GG23 Predictive Funding with the Omniacs.DAO
Our submission to the GG23 Predictive Funding Challenge leverages a high level embedding of the funded project pages and basic feature engineering in combination with standard best practices for modelling tabular data.
- Submission under “Omniacs.DAO” on CryptoPond with a score of 0.0425. (1st place at the time of writing)
Executive Summary
- We employed a careful yet simple feature engineering step that found a consistent set of features across both the test and training sets.
- We used a combination of features extracted from each project’s description on Gitcoin as transformed via a Nomic embedding representation.
- These embeddings served as inputs into a grid search optimized gradient boosting machine to achieve a top score.
Approach
In a quick “cookbook” format, our approach to developing the model involved grabbing the data from the CryptoPond platform. We then had to solve the first problem, finding a consistent set of features across both the training and test sets so that, given a new project, we’d be able to estimate the amount of funding it would receive. Utilizing the updated project descriptions, (example here) we scraped then extracted a vectorization of the text using the nomic-embed-text:v1.5 embedding model. For projects with insufficient project descriptions, we either replaced it with information from its website or appended the readme of its repo. Given the time dependency between rounds within the training data, we opted for a simple mean aggregation where; for each project in the training set, we simply averaged the matching amount, the number of contributors and contribution amount across each round they participated in. This gave us 3 dependent variables we could potentially treat as responses. We then utilized a grid search to find the optimal hyperparameters for a standard gradient boosted model set to predict the percentage of the pool each project got per round. We then took this value, scaled it by the rounds they participated in and structured everything for submission.
Takeaways
-
Things Done Well
- Found a consistent set of features across the training and test set.

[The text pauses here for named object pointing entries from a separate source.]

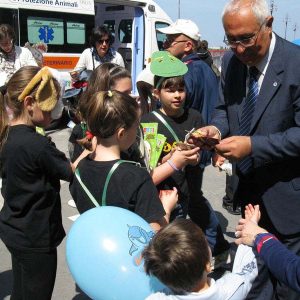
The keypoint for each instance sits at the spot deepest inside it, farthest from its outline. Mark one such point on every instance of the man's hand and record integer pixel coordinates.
(234, 147)
(181, 158)
(207, 132)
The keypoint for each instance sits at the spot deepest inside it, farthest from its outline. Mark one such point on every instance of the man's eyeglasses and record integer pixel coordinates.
(101, 42)
(6, 44)
(173, 42)
(245, 42)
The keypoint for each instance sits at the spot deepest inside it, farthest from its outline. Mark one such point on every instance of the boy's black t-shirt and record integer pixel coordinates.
(31, 169)
(130, 187)
(188, 120)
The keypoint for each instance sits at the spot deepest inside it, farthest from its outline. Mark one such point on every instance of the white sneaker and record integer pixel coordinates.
(72, 203)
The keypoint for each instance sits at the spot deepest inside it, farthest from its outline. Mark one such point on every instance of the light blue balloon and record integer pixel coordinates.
(297, 42)
(103, 253)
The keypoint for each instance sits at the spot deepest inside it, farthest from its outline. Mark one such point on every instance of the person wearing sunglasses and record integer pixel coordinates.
(12, 57)
(257, 121)
(100, 51)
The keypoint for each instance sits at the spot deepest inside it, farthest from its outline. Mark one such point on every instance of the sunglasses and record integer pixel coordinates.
(101, 42)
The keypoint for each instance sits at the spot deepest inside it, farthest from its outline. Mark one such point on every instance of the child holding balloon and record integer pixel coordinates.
(105, 179)
(179, 256)
(31, 167)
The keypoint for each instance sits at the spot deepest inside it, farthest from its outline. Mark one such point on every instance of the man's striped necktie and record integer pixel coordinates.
(245, 164)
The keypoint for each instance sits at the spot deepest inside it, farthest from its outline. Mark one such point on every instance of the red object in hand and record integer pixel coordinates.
(89, 135)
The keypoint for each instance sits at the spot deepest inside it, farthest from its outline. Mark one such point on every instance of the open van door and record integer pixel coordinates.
(133, 24)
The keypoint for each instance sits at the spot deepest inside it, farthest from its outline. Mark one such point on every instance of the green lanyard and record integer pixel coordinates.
(161, 118)
(112, 170)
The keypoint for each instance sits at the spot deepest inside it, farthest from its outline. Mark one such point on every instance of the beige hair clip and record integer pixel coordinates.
(46, 95)
(109, 93)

- Accounted for the time dependencies across rounds with simple averages.
- Completed everything in under 24 hours!
-
Things Needing Improvement
- More features that measured external popularity could have been included (Github Stars & Twitter followers).
- We could have reimplemented a version of the QF formula to apply to the ML predictions instead of using a model to estimate the amount of matching in addition to the amount of donations.